Last week, the Municipal Archive of New York City found over one million "lost" pages—more than 520 boxes—documenting the New York Police Department's (NYPD) surveillance and infiltration of political groups during the 1960s and 70s.
Notably, the discovery comes just days after the federal court closed a rare comment period linked to a decades-old class-action lawsuit challenging the spying operations of the NYPD.
The unlawful monitoring of organizations like the Young Lords, the Black Panther Party, the Nation of Islam, and antiwar groups in New York City was at the heart of Handschu v. Special Services Division, a lawsuit filed by several political groups in 1971.
The Handschu lawsuit resulted in a 1985 consent decree and a set of guidelines that to this day limit the NYPD's surveillance and infiltration activity. In an effort to impose public accountability, the Handschu Guidelines included an oversight body with a civilian representative.
At the time of the original settlement, federal Judge Charles Haight ruled that the NYPD records resulting from years of surveillance and infiltration must not be destroyed without the "express approval of the City's commissioner of records and information services."
In 2003, the city successfully petitioned the court to relax the guidelines and eliminate its oversight body, the Handschu Authority.
In 2013, after the Associated Press published its award-winning coverage of the vast NYPD's spying effort, Muslim residents and organizations filed a lawsuit, Raza v. City of New York. The Handcshu case was also re-opened at that time.
It was during this legal battle, in 2014, that Baruch College professor Johanna Fernández, who was researching the history of the Young Lords, filed her own lawsuit seeking the NYPD records that gave rise to the original Handschu case.
Then, earlier this year, the city agreed to a settlement with plaintiffs in the Raza and Handschu cases and Judge Haight initiated a months-long comment period, inviting New York City residents and visitors to provide feedback to the court on whether the settlement agreement was adequate to prevent future NYPD abuse.
But, the historical Handschu records were still missing, according to the city.

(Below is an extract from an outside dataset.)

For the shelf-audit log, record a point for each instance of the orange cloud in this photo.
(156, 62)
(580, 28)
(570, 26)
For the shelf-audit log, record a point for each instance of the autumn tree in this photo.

In May, while the Handschu comment period was in effect, New York County Supreme Court Judge Alice Schlesinger dismissed the case brought by Fernández, stating that she would not order the city to "go to all sorts of extremely burdensome lengths without any real hope or expectation that these documents will be found."
Remarkably, just two weeks after the federal court hearing on the settlement agreement in Raza and Handschu, and after the comment period was officially closed by Judge Haight, the NYPD discovered the hundreds of boxes of records in a "routine" search of one of the city's warehouses.
How could those records have informed the public's opinion about the NYPD and its spying operations? Would the details of years of abusive and politically-motivated spying have changed the opinion of New Yorkers toward how we restrict such activities today?
And, what about the records generated on individuals, specifically Muslims, from years of unlawful spying by the NYPD Demographics Unit which resulted in the Raza lawsuit? Since the recent settlement agreement was silent on what should happen to those records, will they be destroyed or kept for the NYPD to use?
Furthermore, will those records be available and accessible to the public? The latest attempts to obtain even a fraction of those records was met with resistance by the NYPD and the courts have so far sided with the police.
Meanwhile, the NYPD wants to maintain a "terrorist registry" without public scrutiny of who is put on such a list or how someone gets on or off of it.
This latest posturing by the NYPD and the unanswered questions on the retention and use of personal records unfortunately does not bode well for Muslims and political activists in New York City.